Presentation on theme: "Taking Better Photos 15 Tips You Can Try. Move in CLOSER. Take a few steps closer. Use the zoom lens to zoom in. Most people leave too much “dead."— Presentation transcript:
Move in CLOSER. Take a few steps closer. Use the zoom lens to zoom in. Most people leave too much “dead space” around their subjects. Get closer to make your subject the center of attention in the photo.
Use the Rule of Thirds. Don’t center every subject in your photos. Place the subject on a grid using the rule of thirds. Leave space for the subject to move into or out of the frame.
Use Leading Lines. Carefully frame the subject and the lines, curves, and angles of the scene to direct the viewer’s eye within the frame.

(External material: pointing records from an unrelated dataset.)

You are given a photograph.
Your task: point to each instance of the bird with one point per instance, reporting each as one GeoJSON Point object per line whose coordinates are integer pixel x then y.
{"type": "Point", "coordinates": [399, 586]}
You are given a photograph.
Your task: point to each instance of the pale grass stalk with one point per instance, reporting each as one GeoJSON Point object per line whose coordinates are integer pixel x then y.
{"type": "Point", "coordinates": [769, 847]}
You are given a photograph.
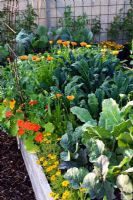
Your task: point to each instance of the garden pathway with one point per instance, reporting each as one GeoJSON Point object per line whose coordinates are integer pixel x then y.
{"type": "Point", "coordinates": [14, 180]}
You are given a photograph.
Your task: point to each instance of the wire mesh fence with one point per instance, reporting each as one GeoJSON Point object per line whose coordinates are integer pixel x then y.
{"type": "Point", "coordinates": [50, 11]}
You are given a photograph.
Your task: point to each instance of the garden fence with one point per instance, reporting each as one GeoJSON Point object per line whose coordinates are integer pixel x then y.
{"type": "Point", "coordinates": [50, 11]}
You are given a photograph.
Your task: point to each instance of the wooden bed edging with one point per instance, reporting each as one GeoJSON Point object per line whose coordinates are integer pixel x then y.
{"type": "Point", "coordinates": [38, 179]}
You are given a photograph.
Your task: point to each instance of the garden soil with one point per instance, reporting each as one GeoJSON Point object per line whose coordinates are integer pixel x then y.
{"type": "Point", "coordinates": [14, 180]}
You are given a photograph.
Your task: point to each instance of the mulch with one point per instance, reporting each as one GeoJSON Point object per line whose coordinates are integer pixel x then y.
{"type": "Point", "coordinates": [14, 180]}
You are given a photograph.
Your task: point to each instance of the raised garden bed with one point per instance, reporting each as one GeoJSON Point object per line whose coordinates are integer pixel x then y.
{"type": "Point", "coordinates": [38, 179]}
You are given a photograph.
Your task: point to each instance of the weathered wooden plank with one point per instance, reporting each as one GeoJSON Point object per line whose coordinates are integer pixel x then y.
{"type": "Point", "coordinates": [38, 179]}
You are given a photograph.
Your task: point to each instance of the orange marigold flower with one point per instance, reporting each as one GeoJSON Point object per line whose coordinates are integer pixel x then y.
{"type": "Point", "coordinates": [21, 131]}
{"type": "Point", "coordinates": [83, 44]}
{"type": "Point", "coordinates": [9, 114]}
{"type": "Point", "coordinates": [39, 137]}
{"type": "Point", "coordinates": [59, 41]}
{"type": "Point", "coordinates": [74, 43]}
{"type": "Point", "coordinates": [24, 57]}
{"type": "Point", "coordinates": [33, 102]}
{"type": "Point", "coordinates": [36, 58]}
{"type": "Point", "coordinates": [71, 98]}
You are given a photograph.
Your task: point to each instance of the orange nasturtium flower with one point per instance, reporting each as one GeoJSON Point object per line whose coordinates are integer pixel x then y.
{"type": "Point", "coordinates": [39, 137]}
{"type": "Point", "coordinates": [59, 41]}
{"type": "Point", "coordinates": [12, 104]}
{"type": "Point", "coordinates": [71, 98]}
{"type": "Point", "coordinates": [83, 44]}
{"type": "Point", "coordinates": [65, 183]}
{"type": "Point", "coordinates": [33, 102]}
{"type": "Point", "coordinates": [115, 53]}
{"type": "Point", "coordinates": [9, 114]}
{"type": "Point", "coordinates": [74, 43]}
{"type": "Point", "coordinates": [24, 57]}
{"type": "Point", "coordinates": [51, 42]}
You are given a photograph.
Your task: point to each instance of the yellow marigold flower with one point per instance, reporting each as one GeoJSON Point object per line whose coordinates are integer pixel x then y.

Anticipate Action. Most small digital cameras have a shutter delay between the time you push the button and the time the picture is actually taken. You need to anticipate that delay and push the button in advance to capture the action you want.
Use Available Light. Turn off the flash. Steady the camera so it doesn’t shake. Use the available light for mood, silhouettes, blurring motion, and effects.
Use the Highest Resolution. Pick the highest resolution your camera offers. This may increase image write times but you will get a much bigger image file to work with in PhotoShop. Bigger image files can be cropped and enlarged much more.
Shoot as Many Pictures as You Can. Take dozens of shots of each scene, not just one. This increases your chances of getting the “best” image of that scene. Be sure to bring lots of extra memory cards with you so you don’t have to delete images on the fly. Don’t forget the extra batteries either. Lots of pictures means lots of battery power.
Frame Your Shot. We don’t mean a picture frame. We mean that you should use parts of the scene to frame the subject. This draws the viewer’s eye to your subject.
Vary the Camera Position. Don’t always shoot from eye height. Get low to the ground or high in the rafters. Show a worm’s eye view or a bird’s eye view.
Use Selective Focus. Use shallow depth of field to isolate the subject. Focus on the subject and let everything else be blurry.
Keep the Background Simple. Cluttered backgrounds are very distracting. Make sure the background (and foreground) are not cluttered with lots of extraneous details. Zoom in to isolate the subject from the background.
Paint With Light. Open the camera shutter and let the light paint over the sensor. The room needs to be very dark and the light needs to be given enough time to create the image you want. Moving the lights or moving the camera makes special effects.
Use Fill Flash. Turn the flash on even outdoors. (Set the camera to use flash all the time.) This will fill in shadows that come from a harsh sun angle outdoors
Vary Your Orientation. Shoot vertical and horizontal pictures. You can even tilt the camera at an angle. Most people shoot almost all of their photos in the horizontal orientation. This gets boring.
Direct Your Subjects for Better Poses. Be a picture maker not just a picture taker. Move your subjects around to take advantage of their special attributes and put them into the best poses.